一、背景
为了保证应用服务(边缘端盒子)高可用及数据安全,设计盒子《主备应用(边缘盒子)部署&切换方案》,可实现主(服务器)盒子宕机或故障时可自动切换至备盒子(服务器),保证业务连续性。
二、方案总体部署
应用服务为相互独立k3s集群,mysql主机部署双主热备,redis部署主从,可实现主从自动切换。
三、主要设计及切换思路
3.1设计思路
- 业务运行在主服务器上,备份服务器不跑业务,但保持数据与主份同步,在主份失效时可快速进行替换。
- mysql双主热备、redis主从复制(通过脚本实现主从切换)
- 通过 keepalived集群来实现主备盒子ip的路由漂移,对应用及业务来讲只需要对着一个固定的内网vip即可,无需关注服务器不可用带来的ip变更。
- mysql、redis配置vip,当主服务器故障时切换至备服务器,vip漂移,实现mysql、redis切换。
- 为了避免数据冲突,备服务器,日常应用副本数为0,当vip切换至备服务器时,使用脚本自动调整副本数为1.
- 模型、图片数据备份:主备两个机器都部署lsyncd 服务,备服务器默认关闭状态,只有备服务器升级为主服务器之后才会打开该服务,同时停掉备服务器lsyncd服务(存储路径:/data/application/data/paas-datatransfer-server)
- 涉及到到的三个ip均为项目分配的固定内网ip,需注意资源需求
- keepalived 默认ip漂移策略为主盒子,ip的切换通过前置脚本触发,脚本可检测服务器可用状态、k8s可用状态、应用服务故障率等指标
- mysql、redis 涉及到双主互备、主从模式的搭建,实际部署方式由k8s调整为vm部署,服务状态监控以及可靠性保证通过配套脚本实现
- 备份盒子默认只启动vm部署的组件,保证数据和主盒子是实时同步,k8s内应用服务和中间件默认关闭状态,识别主盒子故障ip切换以后自动开启应用服务,保证服务里缓存数据为最新
四、部署信息
4.1 资源清单
ip | 服务器 | 作用 |
|
192.168.101.77 | 192.168.101.77 | 主服务器 | 首次部署业务跑主服务器 |
192.168.101.78 | 192.168.101.78 | 备服务器 | 平时不跑应用,只做Mysql、Redis主从 |
192.168.101.90 |
|
| 虚拟ip,根据服务器状态漂移,目前挂77 |
4.2 部署清单
序号 | 部署组件 | 部署类型 | 备注 |
1 | keepalived | 服务器部署 | 监测服务,实现vip漂移 |
2 | mysql | 用vip访问 | |
3 | redis | 用vip访问 | |
4 | k3s | 用vip访问 | |
5 | PaaS服务 | 容器部署,k3s编排管理 | nacos、xxlj、exmq |
6 | 应用服务 | 部署所需的应用服务 |
五、部署操作
5.1 部署keepalived
5.1.1 安装keepalived
安装命令
yum install keepalived -y
5.1.1.1Master主服务器配置
vim /etc/keepalived/keepalived.conf
! Configuration File for keepalived
global_defs {
router_id master-jifang77
}
vrrp_instance VI_1 {
state BACKUP
nopreempt
interface eno1
virtual_router_id 51
priority 100
advert_int 1
authentication {
auth_type PASS
auth_pass 1111
}
virtual_ipaddress {
192.168.101.90
}
notify_master "/etc/keepalived/notify.sh master"
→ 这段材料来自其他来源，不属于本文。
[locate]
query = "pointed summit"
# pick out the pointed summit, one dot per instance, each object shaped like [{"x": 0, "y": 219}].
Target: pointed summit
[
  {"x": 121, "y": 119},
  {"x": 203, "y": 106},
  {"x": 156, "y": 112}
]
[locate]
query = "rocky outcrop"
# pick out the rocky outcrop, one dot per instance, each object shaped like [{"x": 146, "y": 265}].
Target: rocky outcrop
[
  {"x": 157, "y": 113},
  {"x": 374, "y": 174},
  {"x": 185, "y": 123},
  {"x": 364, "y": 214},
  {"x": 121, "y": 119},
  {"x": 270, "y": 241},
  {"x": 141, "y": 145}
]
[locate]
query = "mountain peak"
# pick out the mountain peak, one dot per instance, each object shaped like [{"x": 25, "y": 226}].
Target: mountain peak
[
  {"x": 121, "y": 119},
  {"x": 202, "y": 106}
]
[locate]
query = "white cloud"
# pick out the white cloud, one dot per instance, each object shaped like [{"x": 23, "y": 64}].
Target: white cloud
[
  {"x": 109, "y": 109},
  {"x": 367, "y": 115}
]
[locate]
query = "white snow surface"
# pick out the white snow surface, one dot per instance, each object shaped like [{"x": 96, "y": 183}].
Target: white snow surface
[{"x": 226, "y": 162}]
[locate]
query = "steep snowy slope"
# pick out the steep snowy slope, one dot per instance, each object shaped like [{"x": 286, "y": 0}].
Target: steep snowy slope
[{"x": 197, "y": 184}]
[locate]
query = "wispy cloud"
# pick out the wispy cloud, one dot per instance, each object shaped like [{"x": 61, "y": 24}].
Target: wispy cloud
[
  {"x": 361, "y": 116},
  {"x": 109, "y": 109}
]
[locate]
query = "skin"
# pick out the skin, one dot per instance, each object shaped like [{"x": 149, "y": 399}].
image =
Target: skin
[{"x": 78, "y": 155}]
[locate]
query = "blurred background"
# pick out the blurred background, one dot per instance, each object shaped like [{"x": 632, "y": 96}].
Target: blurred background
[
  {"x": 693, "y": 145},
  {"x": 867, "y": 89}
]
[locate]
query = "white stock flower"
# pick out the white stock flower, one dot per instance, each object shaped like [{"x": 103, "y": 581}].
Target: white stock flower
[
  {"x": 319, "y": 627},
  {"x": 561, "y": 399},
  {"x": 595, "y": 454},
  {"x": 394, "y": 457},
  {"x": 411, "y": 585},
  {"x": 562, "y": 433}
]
notify_backup "/etc/keepalived/notify.sh backup"
}
wq!保存并退出
备注:如果访问ip和设备网不在一个网段,即有多个ip,virtual_ipaddress 可以配置多个 ip
5.1.1.2 Backup备服务器
同样,配置备盒子
! Configuration File for keepalived
global_defs {
router_id back-jifang78
}
vrrp_instance VI_1 {
state BACKUP
interface eno1
virtual_router_id 51
priority 90
advert_int 1
authentication {
auth_type PASS
auth_pass 1111
}
virtual_ipaddress {
192.168.101.90
}
notify_master "/etc/keepalived/notify.sh master"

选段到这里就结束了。